Apesar do tempo que dizemos não ter, se fizermos a experiência de parar um pouco, por muito pouco que seja, e abrirmos os olhos da alma facilmente constatamos que somos alguém com uma história, marcados por tantas coisas – algumas que facilmente vêm à tona da memória – mas outras há, tão escondidas estão, que só às vezes ou nunca mesmo nos aparecem no presente do hoje de cada um. Quem não recorda os princípios da vida vividos em berços dourados ou talvez não e sempre animados pela presença de uns pais; a sua escola e os professores, os encontros e desencontros de uma adolescência feita de guerras e de paz, de uma catequese à sombra de qualquer Igreja onde um padre distribuía formação e celebrava sacramentos entre visitas a estes ou àqueles… e nós fomos crescendo no meio dos amigos e do trabalho ou dos livros e a mulher ou o homem que somos foi desabrochando, como alunos de uma escola – outra – onde todas estas aprendizagens se juntavam e deram aquilo que somos hoje: somos, pois, um misto de muita coisa onde cada uma teve a sua quota-parte no todo que hoje transportamos. Depois deste pequeno exercício, facilmente entendemos as palavras que Jesus disse, já lá vão dois mil anos: “Não fostes que me escolhestes, fui eu que vos escolhi e vos destinei para irdes e dardes fruto…”
Que engraçado!

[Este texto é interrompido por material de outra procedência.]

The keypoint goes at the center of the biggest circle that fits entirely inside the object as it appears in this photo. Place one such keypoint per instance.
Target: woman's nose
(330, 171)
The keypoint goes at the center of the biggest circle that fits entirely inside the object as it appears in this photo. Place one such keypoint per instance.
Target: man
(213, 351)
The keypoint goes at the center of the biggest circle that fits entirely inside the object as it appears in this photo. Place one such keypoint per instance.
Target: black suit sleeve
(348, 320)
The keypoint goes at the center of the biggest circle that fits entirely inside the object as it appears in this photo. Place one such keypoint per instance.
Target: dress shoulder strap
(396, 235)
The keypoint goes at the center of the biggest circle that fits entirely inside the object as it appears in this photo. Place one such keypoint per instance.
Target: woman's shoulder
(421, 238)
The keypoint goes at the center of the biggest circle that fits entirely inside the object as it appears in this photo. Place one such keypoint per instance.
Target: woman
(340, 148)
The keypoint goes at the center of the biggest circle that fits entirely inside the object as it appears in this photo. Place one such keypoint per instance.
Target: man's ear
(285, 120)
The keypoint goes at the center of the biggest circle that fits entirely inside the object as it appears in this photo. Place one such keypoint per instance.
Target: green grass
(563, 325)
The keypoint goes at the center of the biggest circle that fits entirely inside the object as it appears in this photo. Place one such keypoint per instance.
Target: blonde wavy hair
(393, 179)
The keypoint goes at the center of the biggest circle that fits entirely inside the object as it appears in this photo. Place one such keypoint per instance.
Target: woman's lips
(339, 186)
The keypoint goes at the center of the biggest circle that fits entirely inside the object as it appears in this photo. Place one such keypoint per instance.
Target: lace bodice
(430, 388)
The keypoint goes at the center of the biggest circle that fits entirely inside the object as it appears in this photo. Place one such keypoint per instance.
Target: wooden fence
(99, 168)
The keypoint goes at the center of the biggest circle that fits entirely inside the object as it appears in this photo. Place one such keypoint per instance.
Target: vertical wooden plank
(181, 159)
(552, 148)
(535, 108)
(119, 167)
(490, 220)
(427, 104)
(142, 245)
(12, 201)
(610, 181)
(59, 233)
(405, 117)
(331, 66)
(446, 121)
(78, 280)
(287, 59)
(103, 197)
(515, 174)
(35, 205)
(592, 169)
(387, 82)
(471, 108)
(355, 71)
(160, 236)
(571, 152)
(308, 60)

Por detrás de tudo isto havia Alguém, às vezes, imperceptível, que nos convidou para a Sua escola – que nos amou primeiro – e foi desse diálogo entre Ele e a minha liberdade e o apoio de alguns outros que eu sou quem sou, dei no que dei e faço o que faço. Chamo a isso a minha vocação!

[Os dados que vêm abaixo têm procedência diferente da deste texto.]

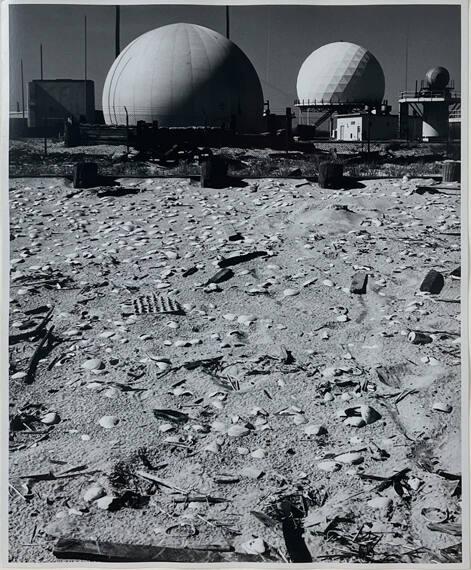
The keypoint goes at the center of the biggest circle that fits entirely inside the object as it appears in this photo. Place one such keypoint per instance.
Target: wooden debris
(98, 551)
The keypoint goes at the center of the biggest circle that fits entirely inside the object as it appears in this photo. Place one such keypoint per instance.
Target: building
(435, 102)
(354, 127)
(184, 75)
(50, 101)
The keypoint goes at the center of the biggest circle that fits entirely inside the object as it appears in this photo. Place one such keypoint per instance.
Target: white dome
(341, 72)
(183, 75)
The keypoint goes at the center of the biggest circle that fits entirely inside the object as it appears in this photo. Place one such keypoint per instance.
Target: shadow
(346, 183)
(226, 182)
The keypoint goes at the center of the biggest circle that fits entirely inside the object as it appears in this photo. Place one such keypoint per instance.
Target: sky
(277, 39)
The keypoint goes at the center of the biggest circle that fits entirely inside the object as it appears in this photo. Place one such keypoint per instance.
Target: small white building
(354, 127)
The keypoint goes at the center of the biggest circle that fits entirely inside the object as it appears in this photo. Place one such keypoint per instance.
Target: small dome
(341, 72)
(437, 78)
(183, 75)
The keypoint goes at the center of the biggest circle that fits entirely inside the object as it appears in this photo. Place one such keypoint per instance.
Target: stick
(33, 363)
(113, 552)
(24, 335)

Embora nunca o tenha pensado, mas o que sou não o devo a mim mesmo mas a esse Alguém que me chama ao amor e é com amor que eu Lhe devo responder porque confio no Seu projecto de fidelidade e arrisco, por Ele, nem que seja a minha vida.
Vale a pena parar mais um pouco e deixar que as palavras que brotam no fundo de mim mesmo Lhe segredem um obrigado pelo padre que eu sou!